Around 12:30pm, the currency was quoted at 284.28, a Re0.43 decline.
On Monday, the rupee fell against the US dollar, finishing at 283.85 in the interbank market.
According to Bloomberg on Tuesday, Moody’s Investor Service also cautioned that Pakistan could fail without an IMF rescue since the country has uncertain financial alternatives beyond June.
“We believe Pakistan will meet its external payments for the remainder of this fiscal year, which ends in June,” Grace Lim, a sovereign analyst with the Singapore-based ratings agency, was reported as saying by Bloomberg.
“However, beyond June, Pakistan’s financing options are highly uncertain.” Without an IMF programme, Pakistan may default due to its extremely low reserves.”
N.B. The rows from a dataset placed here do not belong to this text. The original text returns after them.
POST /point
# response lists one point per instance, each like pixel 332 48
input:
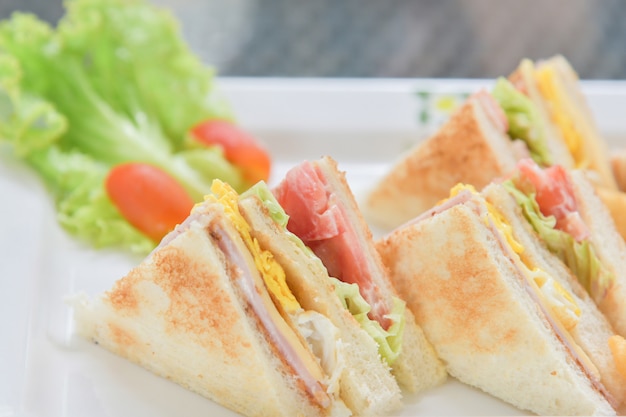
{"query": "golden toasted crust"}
pixel 367 386
pixel 178 315
pixel 472 303
pixel 608 244
pixel 593 329
pixel 417 367
pixel 466 149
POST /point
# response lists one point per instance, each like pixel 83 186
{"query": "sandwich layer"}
pixel 475 307
pixel 366 384
pixel 609 246
pixel 179 315
pixel 324 214
pixel 592 331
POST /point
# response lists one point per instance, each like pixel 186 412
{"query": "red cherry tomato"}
pixel 148 197
pixel 240 148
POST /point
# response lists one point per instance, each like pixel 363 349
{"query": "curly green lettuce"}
pixel 114 82
pixel 580 257
pixel 389 341
pixel 524 120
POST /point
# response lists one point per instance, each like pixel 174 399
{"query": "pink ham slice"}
pixel 318 217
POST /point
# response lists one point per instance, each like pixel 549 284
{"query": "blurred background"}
pixel 392 38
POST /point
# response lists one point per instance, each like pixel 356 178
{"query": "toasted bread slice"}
pixel 180 315
pixel 366 384
pixel 474 306
pixel 609 246
pixel 593 330
pixel 417 366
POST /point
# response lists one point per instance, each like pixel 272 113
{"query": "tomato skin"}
pixel 555 196
pixel 240 148
pixel 148 198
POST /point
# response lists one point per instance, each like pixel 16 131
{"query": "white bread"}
pixel 467 148
pixel 523 78
pixel 609 246
pixel 178 315
pixel 593 329
pixel 417 367
pixel 367 386
pixel 474 308
pixel 574 104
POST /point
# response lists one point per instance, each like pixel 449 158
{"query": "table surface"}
pixel 393 38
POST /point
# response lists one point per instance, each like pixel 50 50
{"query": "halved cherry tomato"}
pixel 148 197
pixel 240 148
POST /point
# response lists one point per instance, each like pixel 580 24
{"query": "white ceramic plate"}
pixel 45 370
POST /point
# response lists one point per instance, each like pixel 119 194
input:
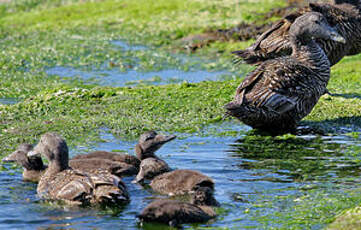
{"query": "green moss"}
pixel 349 219
pixel 37 35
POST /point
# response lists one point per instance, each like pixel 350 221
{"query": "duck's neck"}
pixel 58 164
pixel 143 154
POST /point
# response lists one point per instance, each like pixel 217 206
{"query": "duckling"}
pixel 275 42
pixel 34 167
pixel 280 92
pixel 174 213
pixel 61 182
pixel 112 156
pixel 180 182
pixel 151 165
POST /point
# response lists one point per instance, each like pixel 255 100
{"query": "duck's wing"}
pixel 271 44
pixel 278 85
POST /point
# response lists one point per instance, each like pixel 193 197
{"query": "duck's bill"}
pixel 33 153
pixel 10 158
pixel 338 38
pixel 165 139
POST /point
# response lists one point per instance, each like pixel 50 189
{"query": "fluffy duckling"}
pixel 61 182
pixel 280 92
pixel 151 165
pixel 112 156
pixel 180 182
pixel 34 167
pixel 174 213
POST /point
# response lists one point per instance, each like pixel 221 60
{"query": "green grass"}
pixel 37 35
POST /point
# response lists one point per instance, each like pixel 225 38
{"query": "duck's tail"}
pixel 247 56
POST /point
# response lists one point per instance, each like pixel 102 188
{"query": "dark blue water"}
pixel 241 167
pixel 115 77
pixel 133 76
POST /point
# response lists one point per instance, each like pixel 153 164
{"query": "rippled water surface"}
pixel 246 170
pixel 255 176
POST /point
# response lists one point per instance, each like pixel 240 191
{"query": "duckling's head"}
pixel 313 25
pixel 20 157
pixel 149 142
pixel 201 195
pixel 53 147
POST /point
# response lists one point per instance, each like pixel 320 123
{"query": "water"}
pixel 132 76
pixel 246 170
pixel 115 77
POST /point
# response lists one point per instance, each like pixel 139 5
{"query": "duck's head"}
pixel 20 157
pixel 313 25
pixel 53 147
pixel 201 195
pixel 149 142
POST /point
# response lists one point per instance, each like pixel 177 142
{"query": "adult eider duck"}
pixel 275 42
pixel 180 182
pixel 62 183
pixel 280 92
pixel 175 213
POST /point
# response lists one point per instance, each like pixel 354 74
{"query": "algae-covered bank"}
pixel 101 72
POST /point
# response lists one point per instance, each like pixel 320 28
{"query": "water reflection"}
pixel 115 77
pixel 248 170
pixel 302 158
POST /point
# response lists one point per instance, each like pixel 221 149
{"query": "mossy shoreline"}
pixel 38 35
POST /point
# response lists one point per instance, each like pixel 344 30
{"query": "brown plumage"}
pixel 181 181
pixel 61 182
pixel 34 167
pixel 91 165
pixel 151 165
pixel 112 156
pixel 174 213
pixel 281 91
pixel 275 42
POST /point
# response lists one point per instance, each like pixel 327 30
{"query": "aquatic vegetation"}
pixel 36 36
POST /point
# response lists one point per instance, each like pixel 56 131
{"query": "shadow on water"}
pixel 244 170
pixel 347 95
pixel 300 158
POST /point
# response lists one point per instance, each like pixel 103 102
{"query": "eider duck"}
pixel 280 92
pixel 175 213
pixel 275 42
pixel 34 167
pixel 151 165
pixel 62 183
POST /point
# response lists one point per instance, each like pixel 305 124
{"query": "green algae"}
pixel 36 35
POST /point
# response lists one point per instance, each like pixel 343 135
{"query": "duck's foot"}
pixel 307 130
pixel 329 93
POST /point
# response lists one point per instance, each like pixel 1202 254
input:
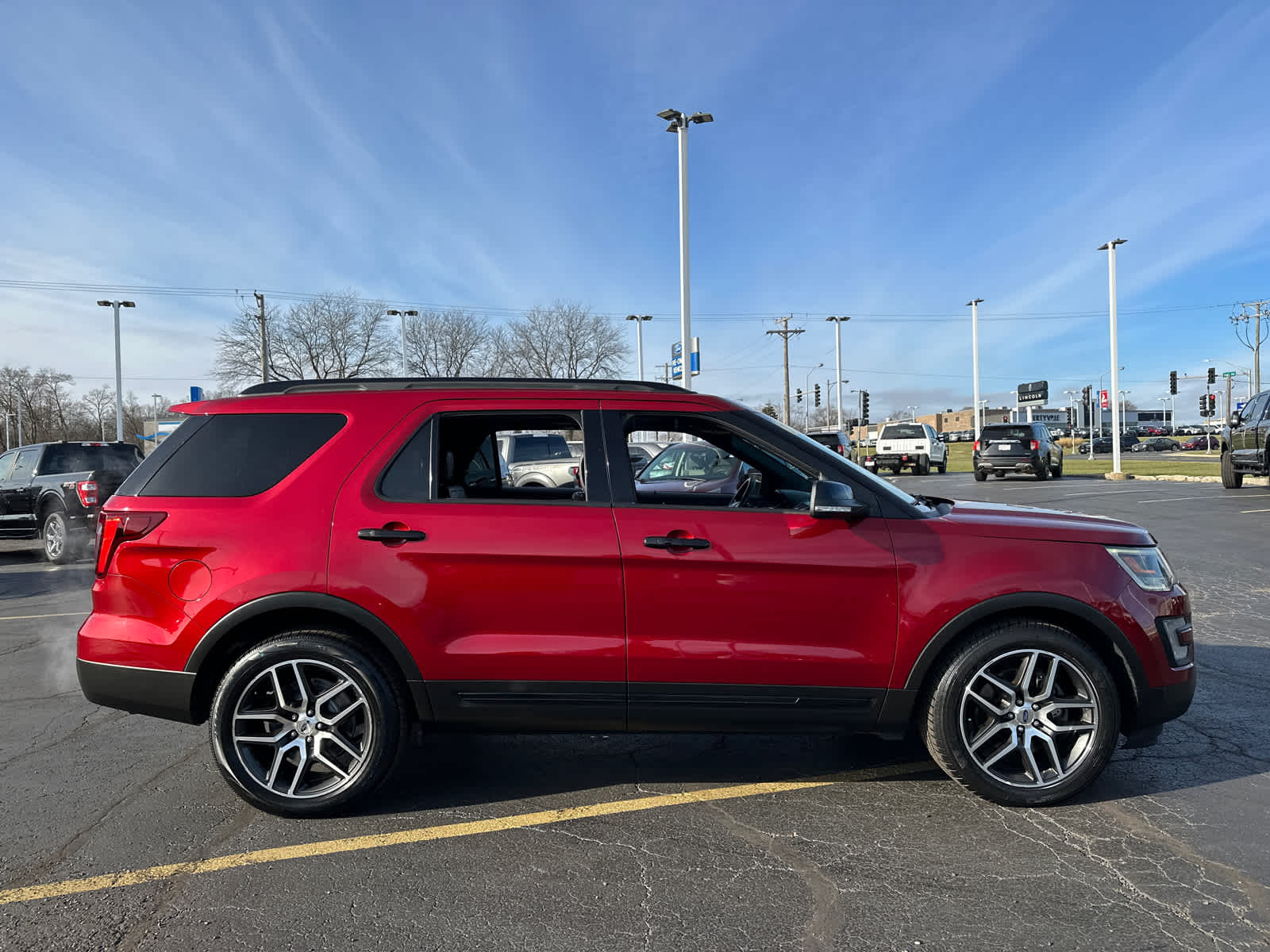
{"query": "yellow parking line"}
pixel 56 615
pixel 152 873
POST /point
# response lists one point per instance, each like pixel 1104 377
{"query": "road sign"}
pixel 1035 393
pixel 677 363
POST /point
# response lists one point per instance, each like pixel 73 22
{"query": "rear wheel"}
pixel 60 545
pixel 1024 714
pixel 1230 478
pixel 305 724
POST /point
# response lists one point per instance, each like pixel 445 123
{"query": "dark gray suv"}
pixel 1018 447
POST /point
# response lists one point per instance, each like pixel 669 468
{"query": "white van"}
pixel 910 444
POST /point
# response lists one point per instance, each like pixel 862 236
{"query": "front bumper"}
pixel 139 689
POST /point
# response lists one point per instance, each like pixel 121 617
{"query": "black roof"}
pixel 353 384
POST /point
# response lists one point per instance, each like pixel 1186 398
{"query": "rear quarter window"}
pixel 241 455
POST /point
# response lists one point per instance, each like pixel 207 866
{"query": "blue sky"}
pixel 883 162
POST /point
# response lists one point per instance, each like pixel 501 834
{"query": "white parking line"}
pixel 56 615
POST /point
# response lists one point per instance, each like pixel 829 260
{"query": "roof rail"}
pixel 356 384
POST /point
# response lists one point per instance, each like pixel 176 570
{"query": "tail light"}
pixel 87 492
pixel 116 528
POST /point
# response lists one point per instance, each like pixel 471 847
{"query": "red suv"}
pixel 318 566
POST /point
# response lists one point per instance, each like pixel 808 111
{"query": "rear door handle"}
pixel 391 535
pixel 673 543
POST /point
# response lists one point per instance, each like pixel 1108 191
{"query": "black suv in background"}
pixel 1018 447
pixel 1246 443
pixel 54 492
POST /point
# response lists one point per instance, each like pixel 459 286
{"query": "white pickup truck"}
pixel 910 444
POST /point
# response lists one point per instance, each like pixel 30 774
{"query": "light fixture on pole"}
pixel 679 125
pixel 837 349
pixel 118 366
pixel 806 390
pixel 975 347
pixel 403 315
pixel 639 340
pixel 1115 361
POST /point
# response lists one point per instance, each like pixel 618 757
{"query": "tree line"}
pixel 50 410
pixel 341 334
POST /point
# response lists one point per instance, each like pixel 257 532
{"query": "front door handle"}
pixel 675 543
pixel 391 535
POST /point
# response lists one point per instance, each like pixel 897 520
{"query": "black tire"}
pixel 366 729
pixel 1083 678
pixel 60 543
pixel 1230 478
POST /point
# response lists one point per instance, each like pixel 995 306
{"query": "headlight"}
pixel 1147 566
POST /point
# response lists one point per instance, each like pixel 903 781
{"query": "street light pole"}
pixel 1115 361
pixel 679 125
pixel 156 397
pixel 118 366
pixel 403 315
pixel 837 348
pixel 639 340
pixel 975 346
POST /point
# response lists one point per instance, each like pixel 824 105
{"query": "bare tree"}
pixel 563 340
pixel 98 405
pixel 448 344
pixel 330 336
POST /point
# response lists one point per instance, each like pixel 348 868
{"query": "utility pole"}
pixel 785 340
pixel 1251 311
pixel 264 340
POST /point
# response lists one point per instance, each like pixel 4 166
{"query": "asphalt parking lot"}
pixel 654 842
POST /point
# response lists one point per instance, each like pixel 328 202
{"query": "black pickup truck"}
pixel 54 492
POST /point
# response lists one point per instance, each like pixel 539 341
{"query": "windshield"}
pixel 876 482
pixel 906 431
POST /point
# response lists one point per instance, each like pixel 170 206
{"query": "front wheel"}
pixel 305 724
pixel 1231 479
pixel 1024 714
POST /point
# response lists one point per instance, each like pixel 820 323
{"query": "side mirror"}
pixel 835 501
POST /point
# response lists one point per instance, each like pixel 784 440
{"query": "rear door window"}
pixel 241 455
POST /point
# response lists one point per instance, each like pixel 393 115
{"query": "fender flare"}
pixel 1022 602
pixel 318 601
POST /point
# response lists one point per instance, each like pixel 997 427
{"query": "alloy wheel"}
pixel 1029 717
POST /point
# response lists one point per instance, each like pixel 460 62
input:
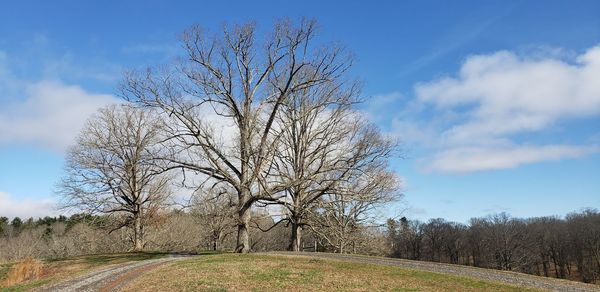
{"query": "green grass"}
pixel 4 269
pixel 254 272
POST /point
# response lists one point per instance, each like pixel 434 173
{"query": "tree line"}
pixel 566 248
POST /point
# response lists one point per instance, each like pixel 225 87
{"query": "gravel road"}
pixel 109 279
pixel 511 278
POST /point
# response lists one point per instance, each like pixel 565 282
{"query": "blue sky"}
pixel 497 102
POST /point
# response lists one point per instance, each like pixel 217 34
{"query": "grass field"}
pixel 56 270
pixel 256 272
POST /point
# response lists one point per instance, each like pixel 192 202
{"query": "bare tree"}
pixel 216 212
pixel 341 213
pixel 243 82
pixel 323 144
pixel 112 170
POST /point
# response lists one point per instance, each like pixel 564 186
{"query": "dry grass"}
pixel 33 273
pixel 233 272
pixel 26 270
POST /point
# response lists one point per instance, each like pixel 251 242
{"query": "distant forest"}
pixel 567 248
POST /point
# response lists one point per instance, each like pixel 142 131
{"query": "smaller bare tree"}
pixel 215 210
pixel 112 169
pixel 341 214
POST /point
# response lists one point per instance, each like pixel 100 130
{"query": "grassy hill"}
pixel 261 272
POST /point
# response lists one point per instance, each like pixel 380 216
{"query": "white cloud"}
pixel 13 207
pixel 495 97
pixel 510 94
pixel 50 115
pixel 469 159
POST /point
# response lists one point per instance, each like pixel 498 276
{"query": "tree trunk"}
pixel 243 238
pixel 296 237
pixel 138 233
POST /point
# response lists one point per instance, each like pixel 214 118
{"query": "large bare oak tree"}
pixel 244 80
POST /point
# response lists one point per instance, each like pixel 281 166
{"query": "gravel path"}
pixel 511 278
pixel 109 279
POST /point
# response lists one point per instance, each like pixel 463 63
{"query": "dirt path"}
pixel 110 279
pixel 511 278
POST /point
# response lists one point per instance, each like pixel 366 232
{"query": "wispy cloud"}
pixel 471 121
pixel 25 208
pixel 45 112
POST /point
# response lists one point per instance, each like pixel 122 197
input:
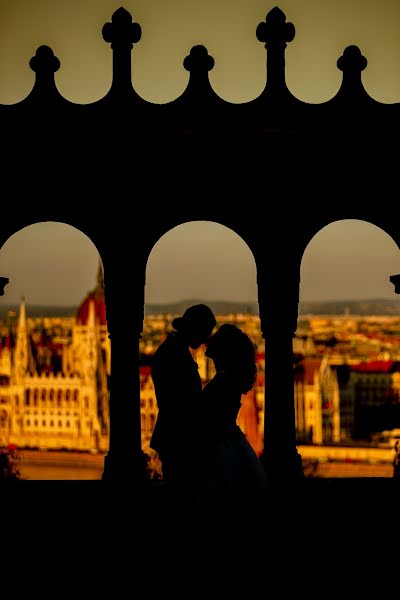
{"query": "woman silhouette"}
pixel 233 476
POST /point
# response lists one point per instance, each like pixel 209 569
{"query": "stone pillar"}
pixel 125 461
pixel 278 301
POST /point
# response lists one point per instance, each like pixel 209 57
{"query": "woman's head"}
pixel 196 324
pixel 233 351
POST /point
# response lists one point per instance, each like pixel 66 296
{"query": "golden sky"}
pixel 227 27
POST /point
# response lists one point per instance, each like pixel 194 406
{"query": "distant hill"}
pixel 222 307
pixel 381 307
pixel 335 307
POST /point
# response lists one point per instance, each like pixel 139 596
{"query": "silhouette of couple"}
pixel 208 465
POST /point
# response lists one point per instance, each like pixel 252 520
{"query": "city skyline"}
pixel 56 264
pixel 333 267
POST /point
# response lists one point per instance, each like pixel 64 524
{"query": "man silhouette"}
pixel 178 389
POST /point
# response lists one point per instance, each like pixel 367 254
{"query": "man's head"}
pixel 196 324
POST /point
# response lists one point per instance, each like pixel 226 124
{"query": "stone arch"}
pixel 207 262
pixel 345 273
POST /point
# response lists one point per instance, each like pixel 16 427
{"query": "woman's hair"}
pixel 235 352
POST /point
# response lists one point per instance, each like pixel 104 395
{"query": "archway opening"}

Meanwhile, the IMF Executive Board has planned meetings till May 17, but Pakistan is not on the agenda because the ninth review under the Extended Fund Facility (EFF) programme is still waiting.
Pakistan is keen to restart its bailout plan, which has been stuck since the ninth review in November of last year.
Globally, the US dollar edged higher on Tuesday as a loan survey revealed that US lending conditions were less bleak than predicted, while the pound approached a one-year high on predictions that the Bank of England will raise interest rates this week.
A day earlier, the Federal Reserve’s quarterly Senior Loan Officer Opinion Survey (SLOOS) revealed that, while credit conditions for US businesses and households remained tight at the start of the year, this was most likely due to the Fed’s aggressive rate hikes rather than severe banking sector stress.
The US dollar index climbed 0.03% to 101.47 against a basket of currencies, although it stayed close to recent lows as speculators anticipate a peak in US interest rates.
Oil prices, a key indicator of currency parity, dipped in early trade on Tuesday, reversing substantial gains from the previous two sessions, as markets remained cautious ahead of April US inflation numbers, which will be crucial in determining the Federal Reserve’s next interest rate decision.